For me, where genre ends and literature begins doesn’t matter. What matters is whether a given novel hits me with high impact. If it does, it probably is fulfilling the purpose of fiction. It has drawn me into a story world, held me captive, taken me on a journey with characters like none I’ve ever met, revealed truths I’ve somehow always known and insights that rock my brain. It’s filled me with awe, which is to say it’s made me see the familiar in a wholly new way and made the unfamiliar a foundational part of me. It both entertains and matters. It both captures our age and becomes timelessly great. It does all that with the sturdy tools of story and the flair of narrative art.”

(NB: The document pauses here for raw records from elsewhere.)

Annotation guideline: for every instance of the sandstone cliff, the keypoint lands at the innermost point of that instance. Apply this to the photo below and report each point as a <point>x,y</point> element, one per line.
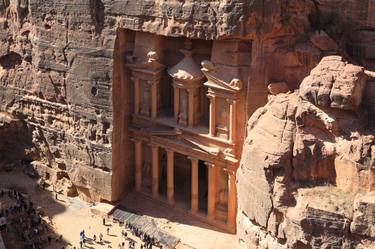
<point>60,81</point>
<point>312,186</point>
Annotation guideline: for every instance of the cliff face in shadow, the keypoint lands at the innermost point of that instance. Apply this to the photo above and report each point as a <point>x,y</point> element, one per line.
<point>312,186</point>
<point>57,76</point>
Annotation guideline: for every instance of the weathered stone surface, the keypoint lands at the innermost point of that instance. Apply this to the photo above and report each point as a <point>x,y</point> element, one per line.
<point>333,83</point>
<point>321,40</point>
<point>278,87</point>
<point>364,215</point>
<point>311,139</point>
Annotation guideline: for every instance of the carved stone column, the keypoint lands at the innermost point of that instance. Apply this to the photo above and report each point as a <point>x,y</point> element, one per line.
<point>155,170</point>
<point>154,99</point>
<point>170,176</point>
<point>194,185</point>
<point>138,164</point>
<point>191,106</point>
<point>232,199</point>
<point>176,102</point>
<point>232,119</point>
<point>136,96</point>
<point>212,175</point>
<point>212,115</point>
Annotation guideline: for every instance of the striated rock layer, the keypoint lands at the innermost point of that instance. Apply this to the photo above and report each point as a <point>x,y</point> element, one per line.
<point>62,74</point>
<point>312,186</point>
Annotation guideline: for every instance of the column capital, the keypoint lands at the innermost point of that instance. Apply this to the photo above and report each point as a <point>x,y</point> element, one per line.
<point>211,165</point>
<point>136,139</point>
<point>231,101</point>
<point>169,150</point>
<point>211,96</point>
<point>153,146</point>
<point>192,158</point>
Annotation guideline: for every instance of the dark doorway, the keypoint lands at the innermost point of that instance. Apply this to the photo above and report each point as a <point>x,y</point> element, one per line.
<point>203,186</point>
<point>182,180</point>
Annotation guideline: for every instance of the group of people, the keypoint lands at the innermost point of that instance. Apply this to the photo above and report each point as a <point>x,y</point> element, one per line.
<point>148,241</point>
<point>24,220</point>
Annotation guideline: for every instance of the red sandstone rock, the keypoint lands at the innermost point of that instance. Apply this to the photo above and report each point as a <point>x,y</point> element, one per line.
<point>312,139</point>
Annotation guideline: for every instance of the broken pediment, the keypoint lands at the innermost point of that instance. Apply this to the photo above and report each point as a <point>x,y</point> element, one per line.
<point>221,77</point>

― Donald Maass, Writing 21st Century Fiction: High Impact Techniques for Exceptional Storytelling

Here’s who presented Tuesday evening

Jaime Nelson Noven (part 2, New York, After All) – Jaime (New York, After All chapter) This week, we talked about New York as a character, conveying Charlie’s affection for the baby in a way that’s less detached than the rest of the narrative, leaning in to the imagined future history of New York, and the logistics of having a baby without warning (Is the baby early? Did Charlie miss the signals?). Great recommendations surrounding incorporating the river into the Ohio-Kentucky civil war and using bus ads to add to the metaphor. Thanks, everyone!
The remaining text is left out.